American computer scientist

Peter A. Freeman is the founding dean of Georgia Tech's College of Computing, a position he held from 1990 to 2002. Freeman was assistant director of the National Science Foundation from 2002 to 2007.

Freeman has been emeritus dean of the Georgia Tech College of Computing since 2007. He is currently the director of the Washington Advisory Group. Freeman is a Fellow of the Institute of Electrical and Electronics Engineers, the Association for Computing Machinery, and the American Association for the Advancement of Science.

==Education==
Freeman received a Bachelor of Arts in physics and mathematics from Rice University in 1963, a Master of Arts in mathematics and psychology from the University of Texas at Austin in 1965, and a Ph.D. in computer science from Carnegie Mellon University in 1970.

==Early career==
After graduation from Carnegie Mellon, Freeman was a researcher, professor, and administrator at the University of California, Irvine's Department of Information & Computer Science from 1971 to 1987, where he focused on artificial intelligence and software engineering research, funded primarily by the National Science Foundation. Freeman is one of the founders of software engineering education, starting a course on the subject in 1974. During the course of his career at UC Irvine, Freeman also administered the undergraduate and graduate programs and served as the department chair.

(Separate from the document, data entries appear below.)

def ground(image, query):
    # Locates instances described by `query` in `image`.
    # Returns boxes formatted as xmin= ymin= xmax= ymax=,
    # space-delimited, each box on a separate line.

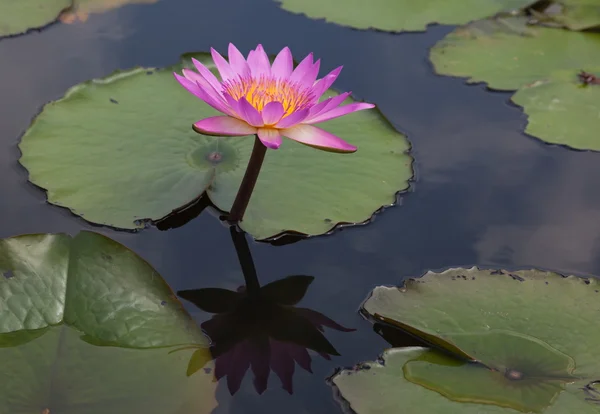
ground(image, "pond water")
xmin=2 ymin=0 xmax=600 ymax=413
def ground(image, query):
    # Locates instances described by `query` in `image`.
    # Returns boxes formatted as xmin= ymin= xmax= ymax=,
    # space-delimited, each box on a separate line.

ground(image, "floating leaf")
xmin=430 ymin=16 xmax=600 ymax=91
xmin=404 ymin=331 xmax=576 ymax=413
xmin=0 ymin=231 xmax=216 ymax=412
xmin=332 ymin=347 xmax=599 ymax=414
xmin=0 ymin=231 xmax=206 ymax=348
xmin=332 ymin=268 xmax=600 ymax=413
xmin=59 ymin=0 xmax=159 ymax=23
xmin=19 ymin=53 xmax=412 ymax=240
xmin=536 ymin=0 xmax=600 ymax=31
xmin=274 ymin=0 xmax=535 ymax=32
xmin=363 ymin=268 xmax=600 ymax=376
xmin=511 ymin=68 xmax=600 ymax=150
xmin=0 ymin=0 xmax=72 ymax=37
xmin=0 ymin=325 xmax=216 ymax=413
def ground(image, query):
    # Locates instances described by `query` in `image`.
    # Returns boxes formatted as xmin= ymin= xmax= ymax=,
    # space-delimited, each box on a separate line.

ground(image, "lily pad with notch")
xmin=429 ymin=16 xmax=600 ymax=150
xmin=331 ymin=267 xmax=600 ymax=413
xmin=19 ymin=53 xmax=413 ymax=240
xmin=332 ymin=347 xmax=599 ymax=414
xmin=510 ymin=68 xmax=600 ymax=150
xmin=274 ymin=0 xmax=536 ymax=32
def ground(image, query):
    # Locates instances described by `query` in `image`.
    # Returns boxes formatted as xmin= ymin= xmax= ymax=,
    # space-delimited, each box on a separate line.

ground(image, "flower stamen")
xmin=223 ymin=75 xmax=315 ymax=116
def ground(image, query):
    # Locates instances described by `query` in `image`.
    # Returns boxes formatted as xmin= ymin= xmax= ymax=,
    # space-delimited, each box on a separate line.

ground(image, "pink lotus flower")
xmin=174 ymin=44 xmax=375 ymax=153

In 1987, Freeman became the director of the National Science Foundation's Division of Computer and Computation Research; in this post, he managed about $20 million in grants each year, and helped develop the High Performance Computing and Communications program.

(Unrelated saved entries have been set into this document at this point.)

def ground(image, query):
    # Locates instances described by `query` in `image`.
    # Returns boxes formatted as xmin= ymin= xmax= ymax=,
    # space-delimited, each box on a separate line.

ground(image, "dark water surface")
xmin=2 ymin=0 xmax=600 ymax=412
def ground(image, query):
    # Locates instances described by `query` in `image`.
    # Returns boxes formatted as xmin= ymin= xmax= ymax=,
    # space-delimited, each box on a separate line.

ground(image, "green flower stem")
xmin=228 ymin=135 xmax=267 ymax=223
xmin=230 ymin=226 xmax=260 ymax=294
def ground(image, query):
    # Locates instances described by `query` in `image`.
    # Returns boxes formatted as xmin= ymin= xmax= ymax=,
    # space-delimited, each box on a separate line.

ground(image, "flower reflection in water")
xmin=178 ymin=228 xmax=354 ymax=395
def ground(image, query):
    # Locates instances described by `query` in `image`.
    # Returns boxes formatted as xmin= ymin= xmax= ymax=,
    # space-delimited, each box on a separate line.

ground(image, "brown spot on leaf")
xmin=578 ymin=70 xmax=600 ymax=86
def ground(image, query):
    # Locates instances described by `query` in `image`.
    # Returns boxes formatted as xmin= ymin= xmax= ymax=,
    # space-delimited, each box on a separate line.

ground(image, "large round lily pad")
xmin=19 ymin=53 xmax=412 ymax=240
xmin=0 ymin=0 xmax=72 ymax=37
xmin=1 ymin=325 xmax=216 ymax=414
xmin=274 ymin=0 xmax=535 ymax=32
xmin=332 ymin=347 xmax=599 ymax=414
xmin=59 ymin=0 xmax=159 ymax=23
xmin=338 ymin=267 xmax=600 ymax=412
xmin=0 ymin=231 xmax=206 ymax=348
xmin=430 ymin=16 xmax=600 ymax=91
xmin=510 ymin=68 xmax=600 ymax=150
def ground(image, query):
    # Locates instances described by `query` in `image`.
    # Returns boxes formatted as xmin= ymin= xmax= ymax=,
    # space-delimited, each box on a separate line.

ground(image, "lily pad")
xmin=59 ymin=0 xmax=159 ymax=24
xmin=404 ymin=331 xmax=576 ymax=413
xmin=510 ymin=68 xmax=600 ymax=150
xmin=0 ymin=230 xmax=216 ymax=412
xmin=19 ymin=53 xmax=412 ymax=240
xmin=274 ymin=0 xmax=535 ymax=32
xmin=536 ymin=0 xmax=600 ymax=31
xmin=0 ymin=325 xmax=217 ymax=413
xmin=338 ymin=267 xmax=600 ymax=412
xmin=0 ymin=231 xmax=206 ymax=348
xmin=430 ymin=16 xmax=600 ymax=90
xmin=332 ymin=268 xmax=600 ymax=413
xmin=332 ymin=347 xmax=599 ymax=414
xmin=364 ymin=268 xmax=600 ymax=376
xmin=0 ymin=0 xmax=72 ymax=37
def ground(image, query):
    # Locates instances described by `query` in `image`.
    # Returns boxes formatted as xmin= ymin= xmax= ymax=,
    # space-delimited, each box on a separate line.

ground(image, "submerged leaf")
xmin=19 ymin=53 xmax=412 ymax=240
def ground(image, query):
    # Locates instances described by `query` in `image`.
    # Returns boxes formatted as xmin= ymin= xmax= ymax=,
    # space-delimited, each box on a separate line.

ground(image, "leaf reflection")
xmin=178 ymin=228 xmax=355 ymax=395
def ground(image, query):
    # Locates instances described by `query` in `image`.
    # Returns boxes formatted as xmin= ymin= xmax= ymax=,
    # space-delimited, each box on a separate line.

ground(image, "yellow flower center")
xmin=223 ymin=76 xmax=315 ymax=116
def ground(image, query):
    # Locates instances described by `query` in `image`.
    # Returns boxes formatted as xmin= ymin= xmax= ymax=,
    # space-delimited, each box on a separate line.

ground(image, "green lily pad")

For a year after his post at NSF, Freeman served as a Visiting Distinguished Professor at George Mason University (1989–1990) to assist in the creation of a computing program at that university.

==Recent career==
From 1992 to 1995, Freeman became the chief information officer of the Georgia Institute of Technology, and oversaw their Office of Information Technology (OIT) as it prepared for the 1996 Summer Olympics. At the time, OIT had an annual budget of $10 million.

When Georgia Tech was reorganized in 1988 under the administration of John Patrick Crecine (see History of Georgia Tech), the School of Information and Computer Science was promoted to college status, on the same administrative level as Georgia Tech's mainstay, the College of Engineering. Thus the Georgia Tech College of Computing was created. Freeman was selected as the college's founding dean and oversaw the program's transition and subsequent rapid growth; he would hold this post until 2002. Under his administration, the school added three research centers (including the Georgia Tech Information Security Center), increased research funding from $2 million annually to $10 million annually, hired 55 faculty members, and secured millions in funding for the construction of the College of Computing Building.

From 2002 to 2007 Freeman was held the position of Georgia Tech professor while he served as one of seven assistant directors of the National Science Foundation. At NSF, he led the $1 billion Information Technology Research program, helped form the GENI Project, led the Cyber-enabled Discovery and Innovation Initiative, and led initiatives to revitalize computer science education and attract minorities to computing.

In 2007, Freeman was named Emeritus Dean of the Georgia Tech College of Computing; in this position he consults with current administrators, faculty, and students; gives lectures and writes op-eds promoting issues in computer science.

Since 2007, Freeman has been the director of the Washington Advisory Group, where he advises on policy issues related to secondary education and research in STEM fields to companies, universities, governments, and non-profit organizations.